A scam website has started to circulate on the web these days which is a perfect copy of the original Telos Foundation website, created to steal EOS from victims.
In fact, unless one knows the exact link to the original one, it is impossible to recognise this Telos website from the fake one.
But how did this come about? As it is possible to use the blockchain to send spam messages, it is also possible to use it to send much more, such as links to scam websites.
A user, sendrayeos11, received some EOS tokens allowing him to redeem their Telos through the link provided:
The unfortunate user trusted the link and, following it, fell into a trap: by connecting, in fact, he unlocked his account and the hacker could then modify the private keys of the wallet by stealing about 800 EOS.

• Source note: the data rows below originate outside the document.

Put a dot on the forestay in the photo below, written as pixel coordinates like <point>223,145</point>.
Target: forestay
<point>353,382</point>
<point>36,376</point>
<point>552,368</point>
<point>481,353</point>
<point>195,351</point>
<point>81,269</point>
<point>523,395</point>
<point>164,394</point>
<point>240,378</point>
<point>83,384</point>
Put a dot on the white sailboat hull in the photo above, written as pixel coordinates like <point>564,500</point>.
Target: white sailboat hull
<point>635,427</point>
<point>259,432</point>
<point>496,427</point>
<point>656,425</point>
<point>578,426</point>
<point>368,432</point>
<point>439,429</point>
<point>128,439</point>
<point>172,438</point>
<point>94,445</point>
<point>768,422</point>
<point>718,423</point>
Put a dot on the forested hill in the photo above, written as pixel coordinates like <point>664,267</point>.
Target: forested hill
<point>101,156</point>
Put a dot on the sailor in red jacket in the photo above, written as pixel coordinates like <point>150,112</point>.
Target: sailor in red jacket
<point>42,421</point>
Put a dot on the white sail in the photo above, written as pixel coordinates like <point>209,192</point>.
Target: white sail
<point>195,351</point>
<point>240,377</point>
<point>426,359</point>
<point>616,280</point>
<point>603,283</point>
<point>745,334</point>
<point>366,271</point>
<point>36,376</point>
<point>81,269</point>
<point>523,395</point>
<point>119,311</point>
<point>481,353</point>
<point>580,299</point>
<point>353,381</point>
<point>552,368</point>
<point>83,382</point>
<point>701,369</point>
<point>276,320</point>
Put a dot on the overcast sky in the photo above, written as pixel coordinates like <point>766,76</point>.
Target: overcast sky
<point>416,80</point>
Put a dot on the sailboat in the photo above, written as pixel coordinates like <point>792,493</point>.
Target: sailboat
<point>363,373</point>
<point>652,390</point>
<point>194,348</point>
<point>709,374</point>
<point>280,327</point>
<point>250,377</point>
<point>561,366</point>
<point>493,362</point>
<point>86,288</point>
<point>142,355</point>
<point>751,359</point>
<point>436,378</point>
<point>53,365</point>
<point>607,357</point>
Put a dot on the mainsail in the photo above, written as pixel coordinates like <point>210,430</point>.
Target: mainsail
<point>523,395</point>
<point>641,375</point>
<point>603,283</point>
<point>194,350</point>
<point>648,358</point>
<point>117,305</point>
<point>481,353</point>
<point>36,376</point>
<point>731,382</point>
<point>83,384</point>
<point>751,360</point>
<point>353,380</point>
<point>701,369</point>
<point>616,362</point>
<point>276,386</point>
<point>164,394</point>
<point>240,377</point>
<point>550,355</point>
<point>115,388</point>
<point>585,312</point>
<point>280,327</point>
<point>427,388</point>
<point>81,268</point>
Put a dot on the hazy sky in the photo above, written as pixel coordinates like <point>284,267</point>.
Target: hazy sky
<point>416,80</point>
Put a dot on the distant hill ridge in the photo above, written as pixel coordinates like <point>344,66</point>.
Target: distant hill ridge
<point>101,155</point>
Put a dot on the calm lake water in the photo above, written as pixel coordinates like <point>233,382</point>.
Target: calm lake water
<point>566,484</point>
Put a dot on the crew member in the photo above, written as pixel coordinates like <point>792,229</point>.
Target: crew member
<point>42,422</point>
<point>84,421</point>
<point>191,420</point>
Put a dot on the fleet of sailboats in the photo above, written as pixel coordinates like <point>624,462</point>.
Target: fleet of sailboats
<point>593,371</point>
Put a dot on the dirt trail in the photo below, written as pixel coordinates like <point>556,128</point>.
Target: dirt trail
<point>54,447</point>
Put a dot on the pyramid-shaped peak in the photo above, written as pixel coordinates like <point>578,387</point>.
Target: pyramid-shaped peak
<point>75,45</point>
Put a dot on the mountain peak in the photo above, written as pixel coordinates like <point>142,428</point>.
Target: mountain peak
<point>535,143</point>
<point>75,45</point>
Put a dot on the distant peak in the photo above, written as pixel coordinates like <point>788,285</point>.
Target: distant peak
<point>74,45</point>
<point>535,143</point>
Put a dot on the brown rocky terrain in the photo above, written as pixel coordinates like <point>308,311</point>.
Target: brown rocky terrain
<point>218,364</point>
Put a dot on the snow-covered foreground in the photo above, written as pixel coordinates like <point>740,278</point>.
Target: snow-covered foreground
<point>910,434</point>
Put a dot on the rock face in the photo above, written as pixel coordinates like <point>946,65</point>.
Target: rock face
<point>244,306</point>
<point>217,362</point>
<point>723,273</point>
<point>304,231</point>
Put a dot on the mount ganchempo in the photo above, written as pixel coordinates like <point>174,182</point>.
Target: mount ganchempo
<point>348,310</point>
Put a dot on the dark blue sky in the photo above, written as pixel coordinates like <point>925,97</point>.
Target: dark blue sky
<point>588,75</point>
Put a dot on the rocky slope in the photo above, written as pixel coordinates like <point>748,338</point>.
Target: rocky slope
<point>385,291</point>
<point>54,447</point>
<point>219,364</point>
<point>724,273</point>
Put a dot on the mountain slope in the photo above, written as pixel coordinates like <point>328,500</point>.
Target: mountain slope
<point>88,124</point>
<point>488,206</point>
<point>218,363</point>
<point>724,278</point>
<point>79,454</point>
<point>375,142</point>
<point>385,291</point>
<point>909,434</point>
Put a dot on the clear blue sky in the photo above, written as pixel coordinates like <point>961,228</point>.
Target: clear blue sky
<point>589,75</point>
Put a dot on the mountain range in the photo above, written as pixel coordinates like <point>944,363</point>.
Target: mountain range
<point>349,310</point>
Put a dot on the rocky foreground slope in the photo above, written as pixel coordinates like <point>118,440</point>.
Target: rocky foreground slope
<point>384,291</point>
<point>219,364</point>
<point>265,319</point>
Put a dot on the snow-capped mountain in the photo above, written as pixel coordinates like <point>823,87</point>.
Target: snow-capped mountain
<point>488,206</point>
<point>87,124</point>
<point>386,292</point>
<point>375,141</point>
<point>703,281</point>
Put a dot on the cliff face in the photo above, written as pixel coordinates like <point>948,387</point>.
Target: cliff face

But one of the advantages of the EOS blockchain is that there is an authority, eCAF, created specifically for these needs.
By checking the case, the EOS team was able to freeze the account and return the funds to the unfortunate person.
Now they will see whether to establish a blacklist with the various accounts that commit fraudulent acts against others, but it is still early to introduce this function because they must wait for the various referendums that have already acted in this regard.
Even the Scatter wallet has updated its wallet blocking the malicious website, as can be seen from the email sent to all its users.
Using the EOS block explorer, one can see that among its operations, telos.x has over 1200 pages of 100 operations each and the first attack dates back to January 14th, 2019.